Eric Greenspan is a chef, the owner of three Los Angeles restaurants, and a former contestant on Food Network’s The Next Iron Chef. Before joining a panel discussion on the virtues of gluttony and feasting, he talked in the Zócalo green room about cheese, superpowers, and cooking on TV.
What superpower would you most like to have?
Remember the Wonder Twins—the ones who could turn into animals? My kid likes animals so therefore my kid would like me.
What’s your favorite freeway?
The 10. Definitely not the 405.
What’s the most overrated cheese?
Laughing Cow.
What dessert do you find impossible to resist?
Chubby Hubby. The best Ben & Jerry’s ice cream flavor ever.
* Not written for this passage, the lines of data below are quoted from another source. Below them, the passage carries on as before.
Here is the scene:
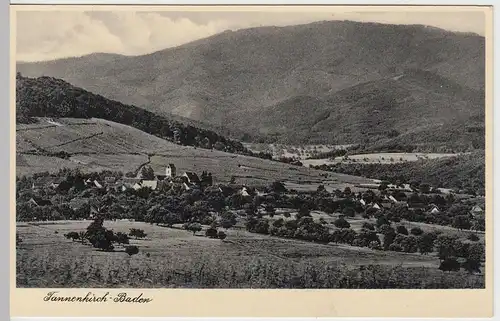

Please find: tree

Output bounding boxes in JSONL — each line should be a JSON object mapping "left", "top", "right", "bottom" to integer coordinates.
{"left": 438, "top": 258, "right": 461, "bottom": 272}
{"left": 334, "top": 217, "right": 351, "bottom": 229}
{"left": 265, "top": 204, "right": 276, "bottom": 217}
{"left": 140, "top": 166, "right": 155, "bottom": 180}
{"left": 297, "top": 205, "right": 311, "bottom": 219}
{"left": 220, "top": 211, "right": 237, "bottom": 230}
{"left": 114, "top": 232, "right": 130, "bottom": 245}
{"left": 410, "top": 227, "right": 424, "bottom": 236}
{"left": 447, "top": 204, "right": 470, "bottom": 217}
{"left": 129, "top": 228, "right": 147, "bottom": 239}
{"left": 125, "top": 245, "right": 139, "bottom": 256}
{"left": 467, "top": 233, "right": 480, "bottom": 242}
{"left": 417, "top": 233, "right": 435, "bottom": 255}
{"left": 205, "top": 227, "right": 218, "bottom": 238}
{"left": 218, "top": 231, "right": 227, "bottom": 241}
{"left": 419, "top": 183, "right": 431, "bottom": 194}
{"left": 452, "top": 215, "right": 472, "bottom": 230}
{"left": 434, "top": 234, "right": 461, "bottom": 261}
{"left": 270, "top": 181, "right": 287, "bottom": 194}
{"left": 89, "top": 229, "right": 115, "bottom": 251}
{"left": 342, "top": 207, "right": 355, "bottom": 218}
{"left": 462, "top": 243, "right": 484, "bottom": 273}
{"left": 343, "top": 187, "right": 352, "bottom": 196}
{"left": 64, "top": 231, "right": 80, "bottom": 242}
{"left": 396, "top": 225, "right": 409, "bottom": 235}
{"left": 376, "top": 216, "right": 390, "bottom": 228}
{"left": 186, "top": 222, "right": 202, "bottom": 235}
{"left": 362, "top": 222, "right": 375, "bottom": 231}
What’s your biggest pet peeve?
My biggest pet peeve—I don’t want to call it laziness—is lack of excellence. I hate it when people don’t give it their all.
What teacher or professor changed your life, if any?
It was a professor at the Haas School of Business, and I was in this class with all these buttoned-up future consultants of America, and there I was—dreadlocks, Charlie Brown T-shirt, acing the class. I said I’m thinking of going to culinary school. He asked “Do you have any debt?” I said “No, I worked my way through college.” Then he said, “As long as you’re doing what you want to do, and can achieve it, do what you want to do.”
On what device do you do most of your reading, if any?
An iPhone. I own three restaurants and do entertainment stuff, and I do everything on my iPhone.
What was the last thing that inspired you?
Yesterday, it was one of my line cooks figuring out how to make a risotto after I’ve been breaking his balls for weeks.
If you could hear just one musician, living or dead, in live performance, who would it be?
Grateful Dead. Jerry Garcia. When I saw him live, I didn’t have enough appreciation, like I do now, for the greatness that was Jerry Garcia. Just to get one more chance …
What’s the hardest thing about cooking on TV?
That it’s not real. The best thing about cooking in real life is that you’re cooking for somebody. You’re making a dish and serving it to someone and satisfying somebody. On TV, it’s competition, it’s quantifying something that’s not quantifiable.